# app store changer de pays pour charger Orange Bank



## eckri (15 Juillet 2022)

j'habite en Allemagne et je viens  de creer un compte Orange Bank avec l'adresse de ma maison (secondaire)  en France
impossible de charger l'app sur le store allemand
puis je changer de pays dans l'app store uniquement pour charger cette app et revenir a l'app  store allemand ensuite ? car toutes les app  sont payees pour ma femme et mes filles en Allemagne 

merc


----------



## LaJague (15 Juillet 2022)

Ça serait pas plus facile de créer un compte fr et de le mettre dans le partage familial ?


----------



## eckri (15 Juillet 2022)

LaJague a dit:


> Ça serait pas plus facile de crée un compte fr et de le mettre dans le partage familial ?
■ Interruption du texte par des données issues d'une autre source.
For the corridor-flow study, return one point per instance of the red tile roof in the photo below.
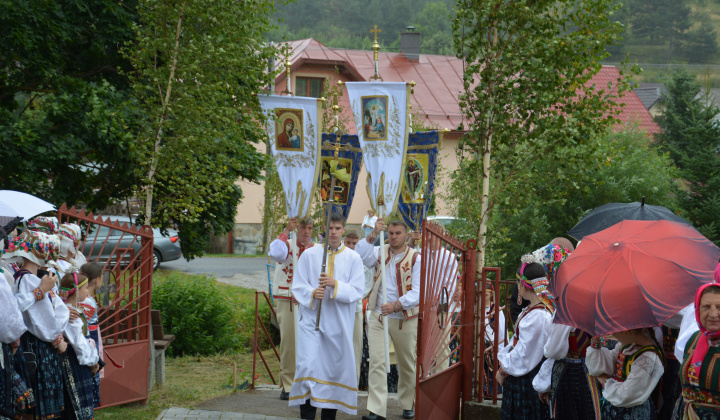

pas du tout car ma famille allemande a besoin d'app uniquement dispo en Allemagne


----------



## LaJague (15 Juillet 2022)

eckri a dit:


> pas du tout car ma famille allemande a besoin d'app uniquement dispo en Allemagne


Et ? Tu crées un compte fr que pour 1 appli c’est pas grave


----------



## ericse (15 Juillet 2022)

eckri a dit:


> puis je changer de pays dans l'app store uniquement pour charger cette app et revenir a l'app store allemand ensuite


A priori tu peux, mais tu es embêté à chaque nouvelle version de l'app, il faut refaire l'aller-retour sinon tu as des messages d'erreur.


----------



## eckri (16 Juillet 2022)

je viens d'installer un sim fr  sur un vieil iphone 6 et creeer un nouvel identif fr
le probleme est resolu mais c'est vraiment une merde ces blocages surtout dans une soit disant europe

merci a tous


----------



## flotow (18 Juillet 2022)

C’est orange qui devrait la publier sur la boutique allemande.
Pas besoin de sim, tu peux utiliser plusieurs compte App Store sur le meme tel.


----------



## eckri (20 Juillet 2022)

maintenant c'est un sac de noeud sans fin
j'ai un iphone allemand avec un email pour un icloud allemand
j'ai un iphone francais avec un autre compte icloud pour le store fr

si je veux charger ou mettre a jour des app sur le store FR il m'envoie sur mon compte allemand une demande d'autorisation alors que le deux comptes n'ont rien a voir !
et les messages sur le store fr sont en allemand !


----------



## flotow (20 Juillet 2022)

Il faut de déconnecter d’un compte puis se connecter sur l’autre. L’app store de rafraîchi dans le pays du compte.


----------



## eckri (21 Juillet 2022)

j'ai deux iphone et celui en francais avec un  apple  id different est parfaitement connecte
or il me demande une confirmation sur l autre iphone qui n'a rien a voir, ou alors il me demande de me connecter avec l'email de l icould allemand qui est sur l autre iphone
je n arrive pas a separer les deux iphones completement , comme si c etait quelqun d autre


----------